Onların kahkahası otoriteye, baskıya, haksızlığa, eşitsizliğe karşı çok güçlü bir duruş.
Hem zihinlerdeki tabuları, ön kabulleri, kalıp yargıları hem de otoriter sistemlerin kilit taşlarını yerinden oynatacak kadar yıkıcı bir güce sahip. Aynı zamanda da onarıcı, iyileştirici.

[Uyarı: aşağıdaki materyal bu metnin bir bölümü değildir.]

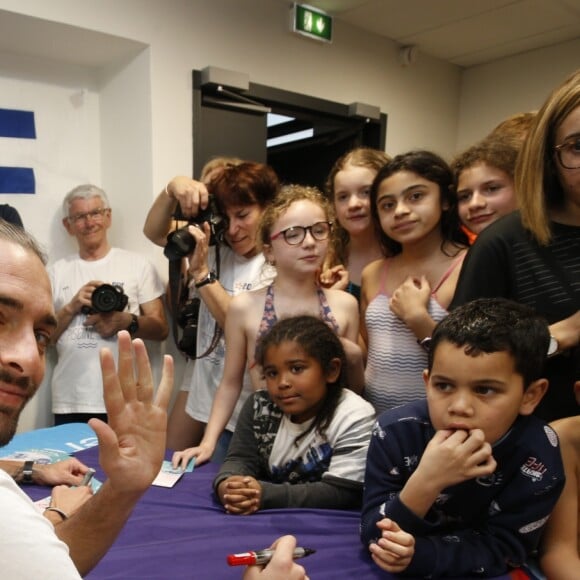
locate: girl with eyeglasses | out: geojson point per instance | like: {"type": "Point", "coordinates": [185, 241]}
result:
{"type": "Point", "coordinates": [533, 256]}
{"type": "Point", "coordinates": [294, 235]}
{"type": "Point", "coordinates": [404, 295]}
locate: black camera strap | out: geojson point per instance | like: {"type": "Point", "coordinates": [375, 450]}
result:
{"type": "Point", "coordinates": [179, 295]}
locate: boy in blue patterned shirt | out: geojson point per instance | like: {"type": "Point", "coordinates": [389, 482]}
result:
{"type": "Point", "coordinates": [462, 483]}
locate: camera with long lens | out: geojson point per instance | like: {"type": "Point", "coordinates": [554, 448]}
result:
{"type": "Point", "coordinates": [187, 319]}
{"type": "Point", "coordinates": [181, 243]}
{"type": "Point", "coordinates": [107, 298]}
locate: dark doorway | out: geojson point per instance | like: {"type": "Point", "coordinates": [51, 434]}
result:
{"type": "Point", "coordinates": [236, 124]}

Salonu dolduran her yaştan İzleyici de onlarla birlikte anlattıkları erkeklik hallerine, “efendinin şeyşi”ne kahkahalarla gülüyor. Onların eğlenmeye, neşeye, dansa davetlerini kabul ediyor. Şarkılara tempo tutuyor, ayağa kalkıp danslara eşlik ediyor. Onlarla birlikte düşünüyor, dönüşüyor, iyileşiyor.